Israel raced up from 12th to 5th place, the Netherlands from 16th to 7th, and Finland from 14th to 11th.

Israel is one of the most AI-intense nations in the world. With 3 AI start-ups per 100,000 people (compared to 0.5 in the USA), there’s nowhere you are more likely to bump into an AI entrepreneur. In the last year, Israel also improved in our measure of AI talent, with more software downloaded that enables people to code using the language ‘R’ and more contributions to open source projects on GitHub. 

The Netherlands, which moved from 16th to 7th, has the highest number of data scientists per million in the workforce, the third highest for the same measure of data engineers, and the seventh highest per-capita number of informal AI gatherings organised on Meetup.com, a community-building platform. Despite its small size, it has the third most 5G networks. 

Finland gained a world-class supercomputer this year, but individual efforts also boosted its rank. Coding became a favourite pastime for Finns, who downloaded AI-related software via coding languages Python and R. They also saved more changes on coding platform GitHub. All this points to increasing AI development. 

The Covid effect

The first year of our Index has been dominated by news of the Covid-19 pandemic. It’s unclear what can be attributed directly to the pandemic, but young startups appear to have been hit particularly hard. 

This time last year, the UK had 529 AI startups – defined as an AI company less than three years old – listed on Crunchbase, according to our analysis of the companies database. That figure now stands at 338. Other countries have seen similar drop-offs in startup numbers. 

This said, when taken as a whole, the 62 countries in our Index are still pulling in similar levels of private funding for AI as they did in 2019. Several countries have seen a fall in investment, but these don’t necessarily match those that have been worst affected by the pandemic. 

Both the US and China, for instance, have seen a similar drop-off in funding, despite the US having much higher rates of coronavirus. 

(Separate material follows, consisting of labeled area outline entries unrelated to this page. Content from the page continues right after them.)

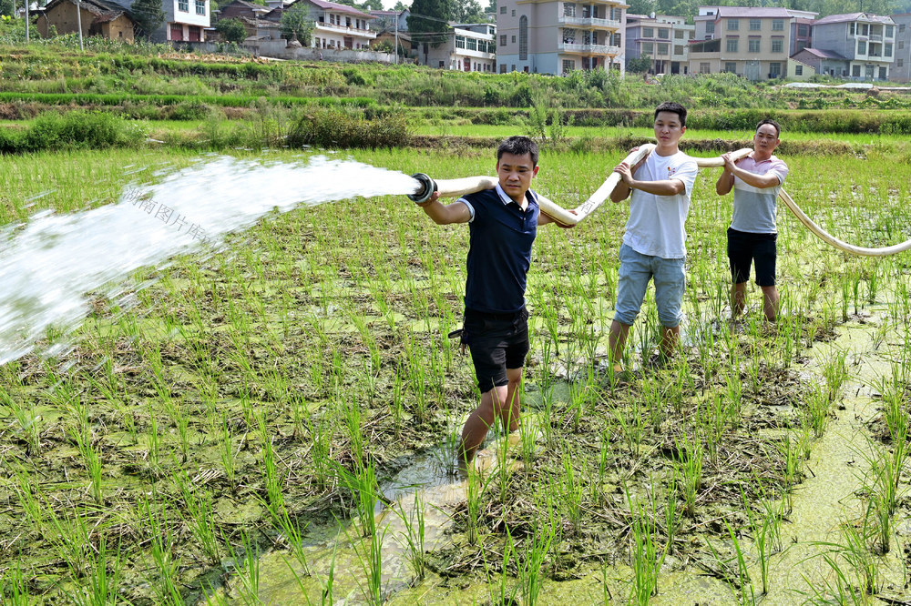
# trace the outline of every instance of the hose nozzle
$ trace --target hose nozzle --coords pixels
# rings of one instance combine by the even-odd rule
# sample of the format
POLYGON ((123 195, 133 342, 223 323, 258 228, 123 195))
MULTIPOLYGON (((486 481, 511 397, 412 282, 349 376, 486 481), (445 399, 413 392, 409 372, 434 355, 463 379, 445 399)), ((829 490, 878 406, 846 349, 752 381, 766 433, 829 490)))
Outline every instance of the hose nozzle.
POLYGON ((411 176, 411 178, 415 179, 421 184, 421 189, 415 192, 414 194, 408 194, 408 199, 412 200, 415 204, 423 204, 430 199, 430 197, 434 195, 436 191, 436 181, 430 178, 427 175, 424 173, 415 173, 411 176))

The year to come may prove equally disruptive to The Global AI Index Rankings. The USA will have a new government with a different perspective on its role in the world. As European nations focus more on AI, the UK’s Brexit transition period with the EU will come to an end, with unpredictable outcomes for the country’s AI scene.


FAQs

A fuller description of our methodology is available on our Intelligence website.

What is an index?

An index is a ranking built from a careful selection of different measurements around a central topic or theme. Here, the index ranks countries on the basis of their capacity for artificial intelligence.

Which countries are we covering?

We limited our analysis to 62 countries, most of which had published some sort of national strategy on AI setting out future plans.

What’s included?

We grouped these data points into three clusters: innovation, implementation and investment. Within those are seven key categories: research, development, talent, operating environment, infrastructure, commercial ventures and government strategy – all of which contribute to overall AI capacity. We weighted the factors by their significance, and gave a preference to human and intellectual capital, as well as investment, as these as critical drivers to building capacity.